Ce lo dicano che si sono inventati un giochino per rendere appassionanti le tappe da volata: procrastinare il tentativo di chiusura sui fuggitivi; fare finta di nulla fino a quando ci si accorge che quelli davanti possono arrivare davvero, e da lì iniziare ad accelerare mettendo magari davanti pezzi da novanta come Ganna e poi cercare di rientrare sul rettilineo finale.

Ce lo dicano perché così sappiamo di tenerci liberi anche quei pomeriggi da passare all’apparenza con il volto disteso, invece di stare qui a digrignare i denti con le pulsazioni a mille perché vorresti vedere arrivare la fuga, ma in realtà ti piacerebbe anche vedere lo sprint del gruppo. E tutto questo ti manda in confusione.

Va così (anche) oggi al Delfinato, ma sembra ormai la nuova routine: gruppetto in fuga, vantaggio che non cresce mai a dismisura, ma quando i chilometri alla fine diminuiscono il vantaggio è tale e quale a prima, anzi a un certo punto aumenta.

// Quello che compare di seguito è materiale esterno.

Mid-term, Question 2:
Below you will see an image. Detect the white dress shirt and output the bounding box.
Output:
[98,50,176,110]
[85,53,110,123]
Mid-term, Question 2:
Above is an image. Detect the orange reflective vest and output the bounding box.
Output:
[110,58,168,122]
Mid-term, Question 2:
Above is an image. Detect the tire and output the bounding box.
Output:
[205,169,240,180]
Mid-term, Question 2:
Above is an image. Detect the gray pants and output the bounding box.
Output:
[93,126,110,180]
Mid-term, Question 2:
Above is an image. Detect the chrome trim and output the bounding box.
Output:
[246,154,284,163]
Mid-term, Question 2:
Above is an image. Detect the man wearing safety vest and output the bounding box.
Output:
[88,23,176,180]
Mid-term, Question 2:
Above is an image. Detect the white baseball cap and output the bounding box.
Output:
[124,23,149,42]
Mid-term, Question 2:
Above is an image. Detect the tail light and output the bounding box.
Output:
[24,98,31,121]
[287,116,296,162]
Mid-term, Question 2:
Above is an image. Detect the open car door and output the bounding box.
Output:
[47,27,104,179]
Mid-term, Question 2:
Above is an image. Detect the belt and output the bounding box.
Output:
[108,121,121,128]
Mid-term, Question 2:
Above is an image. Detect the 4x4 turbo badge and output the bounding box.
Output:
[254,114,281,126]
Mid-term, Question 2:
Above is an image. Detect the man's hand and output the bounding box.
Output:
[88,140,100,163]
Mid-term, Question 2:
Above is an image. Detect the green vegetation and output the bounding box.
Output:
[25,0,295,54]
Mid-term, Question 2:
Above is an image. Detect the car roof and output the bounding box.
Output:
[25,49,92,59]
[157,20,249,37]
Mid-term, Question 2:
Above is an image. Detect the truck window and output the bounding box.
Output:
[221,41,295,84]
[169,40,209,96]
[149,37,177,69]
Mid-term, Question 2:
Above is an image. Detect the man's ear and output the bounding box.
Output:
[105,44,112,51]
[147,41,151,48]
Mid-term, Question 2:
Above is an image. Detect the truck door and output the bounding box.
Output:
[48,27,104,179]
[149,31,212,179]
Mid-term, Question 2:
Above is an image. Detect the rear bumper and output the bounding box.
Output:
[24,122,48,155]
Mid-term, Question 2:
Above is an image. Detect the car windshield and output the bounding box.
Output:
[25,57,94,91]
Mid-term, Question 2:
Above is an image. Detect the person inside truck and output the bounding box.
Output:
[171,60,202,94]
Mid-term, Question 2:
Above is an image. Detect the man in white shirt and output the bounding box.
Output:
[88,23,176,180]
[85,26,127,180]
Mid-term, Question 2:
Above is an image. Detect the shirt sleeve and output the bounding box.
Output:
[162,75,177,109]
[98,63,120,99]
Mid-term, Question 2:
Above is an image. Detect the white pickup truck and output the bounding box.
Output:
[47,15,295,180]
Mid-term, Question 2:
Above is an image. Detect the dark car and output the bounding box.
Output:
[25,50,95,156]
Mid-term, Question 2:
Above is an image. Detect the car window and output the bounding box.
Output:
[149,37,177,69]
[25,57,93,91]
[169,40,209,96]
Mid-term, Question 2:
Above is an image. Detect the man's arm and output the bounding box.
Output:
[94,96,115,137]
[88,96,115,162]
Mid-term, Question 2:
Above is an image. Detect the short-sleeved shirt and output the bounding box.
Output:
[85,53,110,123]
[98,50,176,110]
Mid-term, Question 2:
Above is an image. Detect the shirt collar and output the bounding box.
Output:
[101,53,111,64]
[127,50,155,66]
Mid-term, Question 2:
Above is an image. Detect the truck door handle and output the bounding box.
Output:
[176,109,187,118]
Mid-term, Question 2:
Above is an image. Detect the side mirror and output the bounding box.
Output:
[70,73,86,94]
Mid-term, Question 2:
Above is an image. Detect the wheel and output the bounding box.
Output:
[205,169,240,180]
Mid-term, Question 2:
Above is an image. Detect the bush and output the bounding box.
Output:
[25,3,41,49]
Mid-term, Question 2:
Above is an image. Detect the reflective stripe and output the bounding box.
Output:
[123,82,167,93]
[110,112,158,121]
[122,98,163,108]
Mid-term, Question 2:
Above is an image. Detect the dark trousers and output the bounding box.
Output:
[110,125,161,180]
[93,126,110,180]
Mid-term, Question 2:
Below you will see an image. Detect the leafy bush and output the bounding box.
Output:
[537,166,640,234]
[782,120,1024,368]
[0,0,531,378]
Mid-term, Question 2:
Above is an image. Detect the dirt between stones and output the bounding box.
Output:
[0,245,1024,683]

Alla fine si sono dovuti mettere giù a tirare pancia a terra Ineos – Ganna, De Plus e Kwiatkowski – e una mano pure dalla Jumbo con Kruijswijk finché ha potuto, e poi Benoot, per riprendere i quattro.

Prima di quel finale pirotecnico: van Aert che sembrava non partire più, lanciato da Laporte, ma poi parte lanciato per fermare Thomas (Tomà) a 100 metri dal traguardo come a dirgli “qui comando io”, e quel traguardo che sembrava non arrivare mai fin quando alle sue spalle si è materializzato Meeus, colosso in maglia BORA, e allora all’improvviso la linea è apparsa sotto le ruote dei corridori.

E van Aert ha vinto. Fatto non banale visti i secondi posti di questi giorni, fatto che va ad aumentare una statistica ormai vanaertiana: circa 2 corse su 3 chiuse sul podio in questo 2022. 5 vittorie in 19 giorni di gara, e al Delfinato: 1°,6°,2°,2°,1°. Semplicemente roba da van Aert, in giallo limone con quel casco di un altro colore che lo fa sembrare quasi pittoresco.